Yo, por mi parte, acabo de abrir una cerveza para celebrar el ascenso de uno de los equipos de mi región (evento que me lleva a escribir en este momento), la pronta llegada de más equipos a estas tierras, el uso inevitable, constante y bien aprovechado de los estadios construidos hace poco tiempo, y el hecho de que no todos los años uno puede abrazarse con el que está al lado, seguramente igual de borracho que uno en la calle a plena luz del día, y gritar felices, y sacarlo todo afuera, y por un día, por un miserable día, olvidarse de todos los problemas.

Historia #253: Lamentos familiares


Álvaro se sentó a la mesa con sus demás familiares luego de saludarlos con un ademán de la mano. Era día sábado, el día de las visitas, y él estaba tan resacoso que hubiera dado lo que fuera por seguir echado en su cama, aunque fuera sin poder dormir por el terrible dolor de cabeza que le aquejaba.
            El televisor estaba encendido en el mueble sobre la mesa, lanzando su incansable murmullo ambiental al que nadie prestaba mucha atención entre bandejas llenas de papas bañadas en mayonesa, ensaladas de lechuga, tomates, cebollas, trozos de carne y platos llenos de arroz.
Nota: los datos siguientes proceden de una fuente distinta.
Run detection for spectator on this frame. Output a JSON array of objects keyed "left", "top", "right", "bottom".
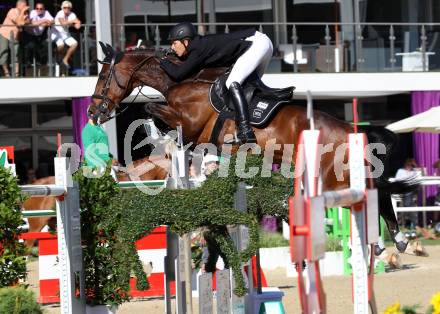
[
  {"left": 52, "top": 1, "right": 81, "bottom": 74},
  {"left": 21, "top": 2, "right": 54, "bottom": 69},
  {"left": 0, "top": 0, "right": 29, "bottom": 77},
  {"left": 81, "top": 112, "right": 119, "bottom": 180}
]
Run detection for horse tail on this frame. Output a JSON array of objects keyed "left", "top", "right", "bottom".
[{"left": 361, "top": 126, "right": 420, "bottom": 195}]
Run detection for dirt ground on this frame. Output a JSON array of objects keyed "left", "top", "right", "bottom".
[{"left": 29, "top": 246, "right": 440, "bottom": 314}]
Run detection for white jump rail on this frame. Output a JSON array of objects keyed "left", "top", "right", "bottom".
[
  {"left": 289, "top": 130, "right": 379, "bottom": 314},
  {"left": 21, "top": 157, "right": 86, "bottom": 314}
]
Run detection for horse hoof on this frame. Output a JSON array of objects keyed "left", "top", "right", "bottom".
[
  {"left": 374, "top": 244, "right": 385, "bottom": 256},
  {"left": 395, "top": 241, "right": 408, "bottom": 253}
]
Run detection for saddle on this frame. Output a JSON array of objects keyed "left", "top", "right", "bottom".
[{"left": 209, "top": 72, "right": 295, "bottom": 144}]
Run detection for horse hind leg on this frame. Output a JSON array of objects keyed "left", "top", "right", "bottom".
[{"left": 379, "top": 192, "right": 408, "bottom": 253}]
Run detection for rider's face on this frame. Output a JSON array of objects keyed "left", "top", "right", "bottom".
[{"left": 171, "top": 39, "right": 188, "bottom": 57}]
Los tíos de Álvaro hablaban sobre algo intrascendental mientras su mamá no dejaba de servir los platos de comida para cada uno de los presentes.
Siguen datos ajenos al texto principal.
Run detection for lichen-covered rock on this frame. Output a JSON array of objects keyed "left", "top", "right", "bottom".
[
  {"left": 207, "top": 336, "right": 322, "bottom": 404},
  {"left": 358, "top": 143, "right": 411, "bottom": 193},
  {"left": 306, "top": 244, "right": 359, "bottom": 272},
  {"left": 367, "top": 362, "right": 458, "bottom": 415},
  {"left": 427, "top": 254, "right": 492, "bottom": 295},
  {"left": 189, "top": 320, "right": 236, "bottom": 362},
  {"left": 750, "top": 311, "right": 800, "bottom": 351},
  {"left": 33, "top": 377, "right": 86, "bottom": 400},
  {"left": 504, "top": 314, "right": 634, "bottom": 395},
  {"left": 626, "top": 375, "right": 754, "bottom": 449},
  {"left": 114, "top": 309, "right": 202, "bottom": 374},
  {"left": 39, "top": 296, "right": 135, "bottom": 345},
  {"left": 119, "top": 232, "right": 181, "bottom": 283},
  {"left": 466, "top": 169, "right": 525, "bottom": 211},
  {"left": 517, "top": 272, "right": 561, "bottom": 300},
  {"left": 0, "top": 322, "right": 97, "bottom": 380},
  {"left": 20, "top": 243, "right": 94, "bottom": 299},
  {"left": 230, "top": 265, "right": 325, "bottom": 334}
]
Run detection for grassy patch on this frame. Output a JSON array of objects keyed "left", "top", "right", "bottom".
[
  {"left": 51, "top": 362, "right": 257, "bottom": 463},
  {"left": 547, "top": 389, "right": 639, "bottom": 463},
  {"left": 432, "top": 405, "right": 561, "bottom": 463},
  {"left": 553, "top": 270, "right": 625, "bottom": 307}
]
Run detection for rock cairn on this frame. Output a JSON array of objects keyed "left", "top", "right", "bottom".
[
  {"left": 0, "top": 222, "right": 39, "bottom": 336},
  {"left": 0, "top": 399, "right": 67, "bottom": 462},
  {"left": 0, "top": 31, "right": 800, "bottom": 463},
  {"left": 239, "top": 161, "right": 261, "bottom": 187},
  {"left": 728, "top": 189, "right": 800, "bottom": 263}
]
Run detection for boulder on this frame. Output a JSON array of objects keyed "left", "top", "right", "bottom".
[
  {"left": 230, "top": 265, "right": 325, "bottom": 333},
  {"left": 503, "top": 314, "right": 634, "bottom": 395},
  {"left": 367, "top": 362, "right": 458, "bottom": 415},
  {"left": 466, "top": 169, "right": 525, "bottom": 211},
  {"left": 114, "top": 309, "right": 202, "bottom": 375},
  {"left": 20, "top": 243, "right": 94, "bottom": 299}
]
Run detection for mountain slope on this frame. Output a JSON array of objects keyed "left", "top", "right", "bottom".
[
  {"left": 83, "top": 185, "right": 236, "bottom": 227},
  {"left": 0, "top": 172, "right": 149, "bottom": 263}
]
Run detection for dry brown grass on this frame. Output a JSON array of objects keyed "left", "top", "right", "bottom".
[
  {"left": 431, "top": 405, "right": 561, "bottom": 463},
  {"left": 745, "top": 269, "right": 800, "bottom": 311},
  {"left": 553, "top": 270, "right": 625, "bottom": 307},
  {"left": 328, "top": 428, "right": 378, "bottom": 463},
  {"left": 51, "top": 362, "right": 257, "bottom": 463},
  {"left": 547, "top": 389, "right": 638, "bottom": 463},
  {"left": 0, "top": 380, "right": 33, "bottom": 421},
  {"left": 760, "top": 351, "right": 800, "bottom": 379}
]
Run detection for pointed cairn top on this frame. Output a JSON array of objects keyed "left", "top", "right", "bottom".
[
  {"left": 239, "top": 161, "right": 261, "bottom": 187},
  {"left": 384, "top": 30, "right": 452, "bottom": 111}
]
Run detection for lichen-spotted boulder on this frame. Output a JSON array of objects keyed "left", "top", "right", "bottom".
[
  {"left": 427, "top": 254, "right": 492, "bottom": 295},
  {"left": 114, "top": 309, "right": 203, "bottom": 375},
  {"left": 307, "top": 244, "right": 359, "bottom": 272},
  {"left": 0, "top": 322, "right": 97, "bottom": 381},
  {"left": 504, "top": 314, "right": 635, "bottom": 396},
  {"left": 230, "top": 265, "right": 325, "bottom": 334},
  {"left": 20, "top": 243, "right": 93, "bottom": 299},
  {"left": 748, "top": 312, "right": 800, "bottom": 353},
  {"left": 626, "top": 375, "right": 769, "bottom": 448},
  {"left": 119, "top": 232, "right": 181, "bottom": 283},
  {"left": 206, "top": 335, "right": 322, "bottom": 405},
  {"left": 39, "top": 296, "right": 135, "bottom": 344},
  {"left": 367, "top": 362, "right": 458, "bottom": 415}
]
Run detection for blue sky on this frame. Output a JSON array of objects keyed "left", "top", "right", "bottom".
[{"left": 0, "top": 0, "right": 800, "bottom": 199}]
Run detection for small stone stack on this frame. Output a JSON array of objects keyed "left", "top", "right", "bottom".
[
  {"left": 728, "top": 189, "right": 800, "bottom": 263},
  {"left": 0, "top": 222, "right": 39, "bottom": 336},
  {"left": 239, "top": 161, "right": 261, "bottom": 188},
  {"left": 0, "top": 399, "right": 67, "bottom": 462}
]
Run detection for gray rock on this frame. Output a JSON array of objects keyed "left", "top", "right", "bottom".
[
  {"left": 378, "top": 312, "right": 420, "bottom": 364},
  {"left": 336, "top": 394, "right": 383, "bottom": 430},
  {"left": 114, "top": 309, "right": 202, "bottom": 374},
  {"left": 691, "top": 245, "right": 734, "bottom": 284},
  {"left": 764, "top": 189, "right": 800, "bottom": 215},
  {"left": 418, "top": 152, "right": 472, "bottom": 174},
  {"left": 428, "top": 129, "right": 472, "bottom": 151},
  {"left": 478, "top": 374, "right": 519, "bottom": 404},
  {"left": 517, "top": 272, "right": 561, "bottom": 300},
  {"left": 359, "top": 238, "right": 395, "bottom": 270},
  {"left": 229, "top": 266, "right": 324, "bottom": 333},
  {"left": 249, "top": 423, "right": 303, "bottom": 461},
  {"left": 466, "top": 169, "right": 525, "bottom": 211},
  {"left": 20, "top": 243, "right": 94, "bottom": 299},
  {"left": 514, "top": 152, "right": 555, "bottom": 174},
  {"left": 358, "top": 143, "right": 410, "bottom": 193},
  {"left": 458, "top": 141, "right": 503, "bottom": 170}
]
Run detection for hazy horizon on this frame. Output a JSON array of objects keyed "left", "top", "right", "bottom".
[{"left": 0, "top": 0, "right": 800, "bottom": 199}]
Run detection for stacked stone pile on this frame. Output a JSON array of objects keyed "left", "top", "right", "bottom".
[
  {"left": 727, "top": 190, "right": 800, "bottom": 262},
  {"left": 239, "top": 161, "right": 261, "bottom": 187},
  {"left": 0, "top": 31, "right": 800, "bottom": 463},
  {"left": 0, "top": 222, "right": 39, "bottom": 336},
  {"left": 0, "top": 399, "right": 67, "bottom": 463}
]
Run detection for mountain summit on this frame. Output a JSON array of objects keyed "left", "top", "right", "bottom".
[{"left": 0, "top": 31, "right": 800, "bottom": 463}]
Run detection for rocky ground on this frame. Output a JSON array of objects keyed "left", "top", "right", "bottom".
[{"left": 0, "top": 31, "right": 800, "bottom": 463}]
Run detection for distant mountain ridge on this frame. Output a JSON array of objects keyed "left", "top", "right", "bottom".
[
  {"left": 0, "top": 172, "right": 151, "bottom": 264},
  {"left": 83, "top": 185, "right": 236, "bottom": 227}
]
            Cuando todos tuvieron ante sí su almuerzo y se preparaban para comerlo, la conversación cesó para que todos pudieran escuchar lo que el comentador de noticias hablaba en ese instante. Era una especie de ritual familiar el prestarle más atención al televisor que a las personas con las que compartían la mesa en ese instante. El dios televisor por sobre todas las cosas, como siempre.
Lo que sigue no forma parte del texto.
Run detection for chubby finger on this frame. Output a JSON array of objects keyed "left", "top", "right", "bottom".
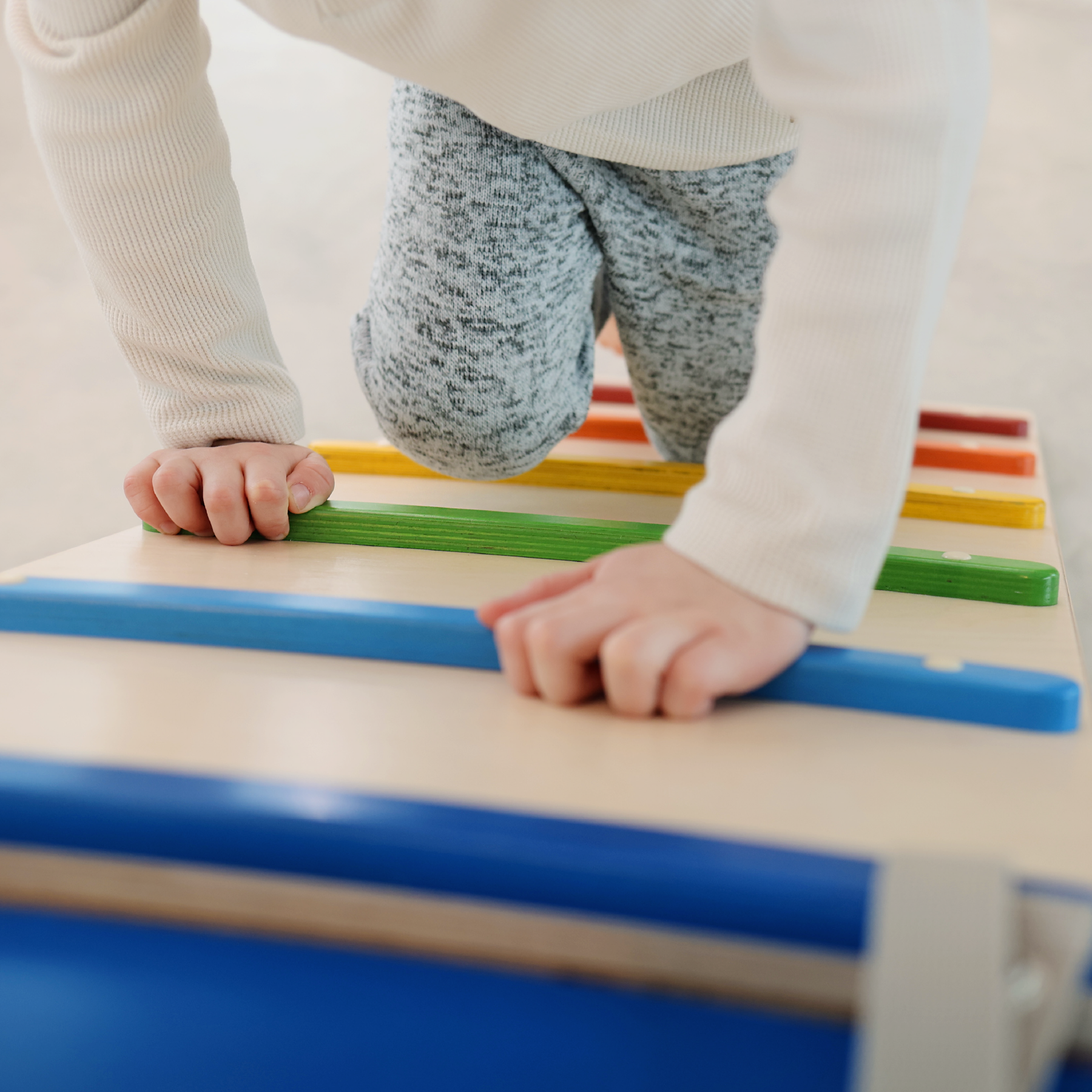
[
  {"left": 659, "top": 630, "right": 807, "bottom": 718},
  {"left": 239, "top": 449, "right": 288, "bottom": 541},
  {"left": 287, "top": 451, "right": 334, "bottom": 514},
  {"left": 599, "top": 610, "right": 713, "bottom": 716},
  {"left": 496, "top": 587, "right": 627, "bottom": 706},
  {"left": 152, "top": 454, "right": 213, "bottom": 538},
  {"left": 201, "top": 459, "right": 254, "bottom": 546},
  {"left": 123, "top": 456, "right": 179, "bottom": 535},
  {"left": 477, "top": 561, "right": 596, "bottom": 629}
]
            Si el periodista en la tele no hubiera mencionado la fecha de ese día, Álvaro, con la mente nublada por la resaca, no se habría percatado que se celebraba (aunque celebrar no era la palabra exacta) otro aniversario del 11 de Septiembre en su país.
            Álvaro dirigió su mirada al televisor y vio al periodista hablando frente a la cámara en un despacho en vivo en una avenida principal de la capital. Detrás de él se escuchaba y se veía una parte de lo que parecía ser una manifestación, con muchas personas de aspecto pacífico sosteniendo pancartas y entonando cánticos contra la dictadura.
            −Y estos resentidos siguen güeando –comentó su tío, con la boca llena de papas con mayonesa−. Deberían irse pa’ la casita ya. Esa güeá pasó hace mucho. Deberían dejarse de güeás.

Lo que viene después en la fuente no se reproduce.